Singapore, 1927. Three young people are starting to question whether this in between island can ever truly be their home. Mei Lan comes from a famous Chinese dynasty but yearns to free herself from its stifling traditions. Ten year old old Howard seethes at the indignities heaped on his fellow Eurasians by the colonial British. Raj, fresh off the boat from India, wants only to work hard and become a successful businessman. As the years pass, and the Second World War sweeps through the east, with the Japanese occupying Singapore, the three are thrown together in unexpected ways, and tested to breaking point. Richly evocative, A Different Sky paints a scintillating panorama of thirty tumultuous years in Singapore’s history through the passions and struggles of characters the reader will find hard to forget.
What I Liked
A Different Sky is fascinating. An epic spanning generations in Singapore, from the first throes of World War II to the beginnings of the movement for independence from Britain, Chand takes us through massive historical events with poise and a touching sincerity. The writing somehow manages to be both charming and raw, weaving storybook love with the terrors of war in a way that made me completely fall for the characters. I loved every one of them, and because the novel had the distant ring of a history textbook, it was easy to make myself believe that they were real. Like many Americans, I know very little about the history of Singapore, and reading this book was a wonderful way to gain perspective on not only the political developments that took place there in the 20th century, but also to grasp the diversity of the country.
What I Didn’t Like
All that being said, the book is too damn long. If it had been 150-200 pages shorter, it would have been the perfect novel. As it is, there are pages and pages of fluff and too much detail, and it made it a bear to get through. I wish that Chand had focused her writing a bit more to cut out the unnecessary pieces, because this book shouldn’t feel so…well, boring. When I said it had the faint ring of a history textbook, I didn’t necessarily mean that as a complement; only after finishing it did I have enough perspective to say I enjoyed it. During the reading itself, it felt like work.

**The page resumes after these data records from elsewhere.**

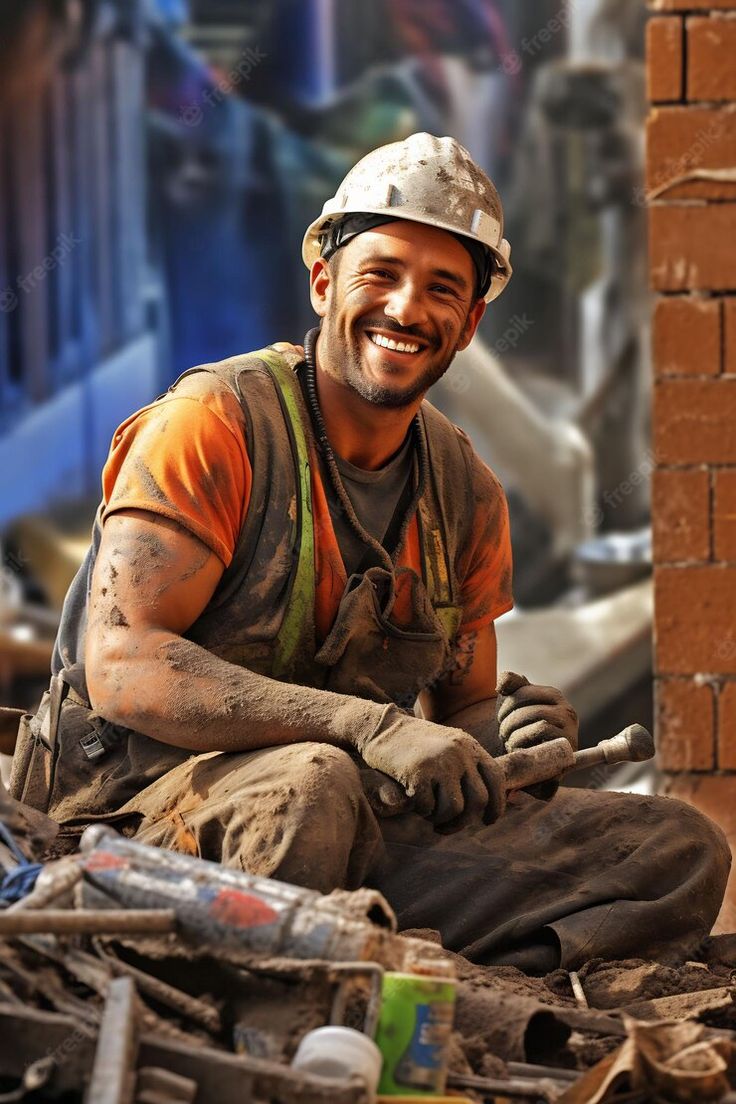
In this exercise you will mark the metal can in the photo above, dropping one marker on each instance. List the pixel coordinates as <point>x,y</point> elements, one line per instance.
<point>414,1033</point>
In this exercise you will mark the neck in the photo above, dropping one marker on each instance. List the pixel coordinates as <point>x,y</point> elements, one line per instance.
<point>360,432</point>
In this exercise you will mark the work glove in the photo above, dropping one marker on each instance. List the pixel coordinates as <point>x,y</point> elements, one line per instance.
<point>445,773</point>
<point>530,715</point>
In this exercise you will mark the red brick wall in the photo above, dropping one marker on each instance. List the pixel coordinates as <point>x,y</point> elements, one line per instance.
<point>692,125</point>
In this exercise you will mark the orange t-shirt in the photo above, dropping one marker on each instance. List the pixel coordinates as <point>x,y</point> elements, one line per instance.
<point>185,457</point>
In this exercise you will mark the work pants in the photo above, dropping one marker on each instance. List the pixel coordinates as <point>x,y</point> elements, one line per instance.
<point>587,874</point>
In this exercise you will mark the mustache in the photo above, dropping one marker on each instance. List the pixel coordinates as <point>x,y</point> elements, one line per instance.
<point>402,331</point>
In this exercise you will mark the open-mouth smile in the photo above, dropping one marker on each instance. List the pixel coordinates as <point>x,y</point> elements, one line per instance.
<point>407,346</point>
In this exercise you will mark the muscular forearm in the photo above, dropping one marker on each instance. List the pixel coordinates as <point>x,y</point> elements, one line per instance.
<point>176,691</point>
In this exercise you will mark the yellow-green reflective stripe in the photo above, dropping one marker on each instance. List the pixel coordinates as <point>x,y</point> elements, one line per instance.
<point>300,611</point>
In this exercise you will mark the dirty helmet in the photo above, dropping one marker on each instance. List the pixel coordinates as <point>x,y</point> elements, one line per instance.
<point>423,179</point>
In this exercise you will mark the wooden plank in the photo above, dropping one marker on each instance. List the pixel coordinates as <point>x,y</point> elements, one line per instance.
<point>83,192</point>
<point>103,198</point>
<point>129,168</point>
<point>114,1073</point>
<point>62,300</point>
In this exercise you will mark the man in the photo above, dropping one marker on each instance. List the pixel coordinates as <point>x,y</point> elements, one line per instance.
<point>290,551</point>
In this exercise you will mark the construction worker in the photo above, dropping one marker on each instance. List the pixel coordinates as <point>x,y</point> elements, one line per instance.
<point>291,549</point>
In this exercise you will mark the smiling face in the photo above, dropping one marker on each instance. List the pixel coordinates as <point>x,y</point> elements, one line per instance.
<point>396,304</point>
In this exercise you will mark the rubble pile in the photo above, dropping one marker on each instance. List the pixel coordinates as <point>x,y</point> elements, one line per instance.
<point>129,974</point>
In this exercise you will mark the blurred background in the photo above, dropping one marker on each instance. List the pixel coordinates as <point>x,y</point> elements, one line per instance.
<point>159,162</point>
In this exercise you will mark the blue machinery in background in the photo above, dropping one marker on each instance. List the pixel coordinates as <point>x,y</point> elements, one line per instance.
<point>151,209</point>
<point>147,223</point>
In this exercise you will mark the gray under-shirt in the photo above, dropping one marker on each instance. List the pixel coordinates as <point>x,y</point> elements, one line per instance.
<point>374,497</point>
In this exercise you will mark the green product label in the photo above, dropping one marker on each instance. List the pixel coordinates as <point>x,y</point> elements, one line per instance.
<point>414,1033</point>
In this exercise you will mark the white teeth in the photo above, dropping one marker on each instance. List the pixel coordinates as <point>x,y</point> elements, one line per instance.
<point>390,343</point>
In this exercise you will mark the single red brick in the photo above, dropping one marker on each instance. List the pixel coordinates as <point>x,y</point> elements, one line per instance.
<point>729,328</point>
<point>724,516</point>
<point>694,619</point>
<point>684,725</point>
<point>727,728</point>
<point>711,53</point>
<point>681,139</point>
<point>695,421</point>
<point>664,57</point>
<point>691,246</point>
<point>686,337</point>
<point>680,515</point>
<point>714,796</point>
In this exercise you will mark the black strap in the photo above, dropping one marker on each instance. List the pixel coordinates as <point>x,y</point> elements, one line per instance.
<point>393,529</point>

I think this book is an excellent exploration of Singaporean history. It’s complex, vivid, a beautifully written, so I do recommend you read it. Just make sure you’ve got some perseverance and plenty of time on your hands.
About the Author
Meira Chand is of Indian-Swiss parentage and was born and educated in London at Putney High School. She studied art at St. Martin’s School of Art and later specialized in textile design at Hammersmith Art School. In 1962 she left England to settle in Japan with her Indian husband. Although she spent several years in India in the early 1970s, she afterwards returned again to live in Japan. In 1997 she moved to Singapore, where she currently lives. The themes of Meira Chand’s novels explore the search for identity and belonging.